According to the Insurance Information Institute, hail damage accounts for nearly half of home insurance claims in Texas, Kansas, Oklahoma, and Nebraska, and ranks among the most expensive insurance risks in the country as a whole. State Farm reports that eight of the company's 25 highest payouts in history involved significant damage caused by hail, and one of those — a 1992 hailstorm in Fort Worth — racked up $245 million in State Farm claims. This storm ranks fifth among the company's largest payouts, topped only by Hurricane Hugo in 1989, Hurricane Andrew in 1992, the Northridge earthquake of 1994, and the Oakland wildfires of 1991.

Test Standards In 1996, two arms of the insurance industry — the Institute for Business and Home Safety (IBHS) and Underwriters Laboratories (UL) — set out to develop a test standard for rating the impact resistance of roofing materials. The result, known as UL 2218, measures the impact damage caused by different-sized steel balls dropped from various heights. The damage, measured by fractures in the shingle mat and the loss of surface granules, is used to classify shingles: Class 1 shingles are the least resistant and Class 4 the most resistant.
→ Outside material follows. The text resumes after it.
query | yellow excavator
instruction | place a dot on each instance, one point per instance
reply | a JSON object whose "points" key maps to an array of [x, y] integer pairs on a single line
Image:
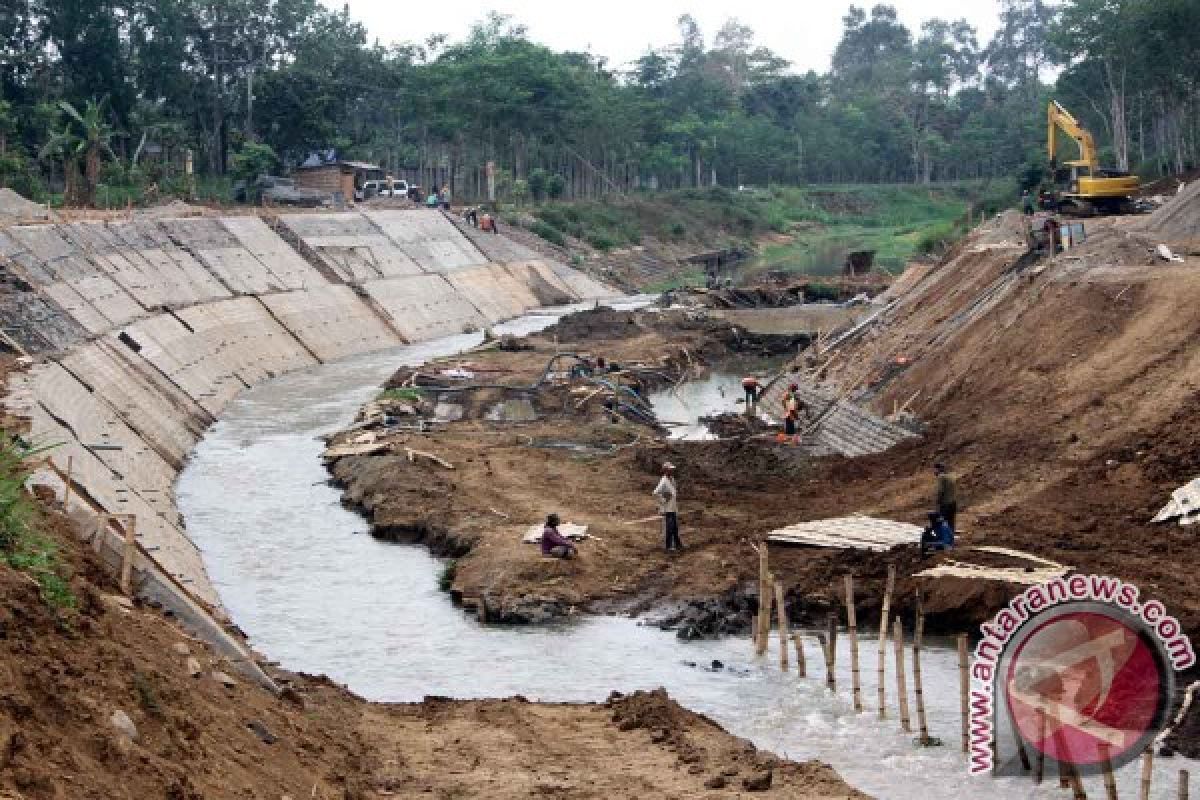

The standard, however, has strong critics, reports Mark Graham, associate executive director of the National Roofing Contractors Association. Graham charges the test is “not technically sound,” citing industry critics who think UL 2218 does not account for cooler shingle temperatures likely during hail storms, and that steel balls do not transfer the energy like hail stones. Representatives from several manufacturers echoed the same response. Nevertheless, many top shingle makers have developed products to meet the stringent Class 4 standard, using a softer SBS-modified asphalt to absorb the blow, or a fiberglass mat to distribute the impact load, or a combination of both.

“In general, the thicker the shingle, the more abuse it'll take,” explains Certainteed's Rick Brinton. Certainteed's Class 4 shingles rely on a cross-woven fiberglass scrim, slightly embedded in the heavyweight mat. “In addition to reinforcing the mat, buyers can see it, and know what they're paying for,” says Brinton.

Paying Premiums Cost is clearly the issue. Material costs for IR shingles run 50% to 100% more than for conventional composition shingles. To help offset the higher costs, the Texas Department of Insurance initiated a plan that requires all insurance carriers in the state to offer premium reductions to homeowners opting for impact-resistant roofs. Some major carriers are voluntarily offering premium discounts in Oklahoma, Kansas, Nebraska, and Colorado, as well.

While these measures are intended to promote more resistant homes in hail prone regions, and will presumably help control rising insurance costs by reducing payouts, the effect has been underwhelming. According to Pat Morgan, a roofing contractor in Houston, people aren't buying many IR shingles and he's not pushing them.

“No matter what you do to a composition shingle, it's never going to be a premium roofing material,” Morgan says. “It's what it is — a composition shingle. Before someone pays that much money, I'll recommend metal or concrete tile —materials that are inherently more impact resistant.”

“We don't really sell many Class 4 shingles,” concurs roofer Marc Santos of Colorado Springs. “But hail is a real concern here. I feel I can still offer a roof that stands a good chance of weathering all but the worst hail. I can't guarantee it, but I can sell it.” Santos always relies on heavyweight shingles, stiffer sheathing (5/8-inch preferred), and thinner underlayment (namely, full-coverage peel-and-stick) to get optimum hail resistance. “I always discourage reroofing over shingles, too. The softer the backing, the more the top layer will give way.”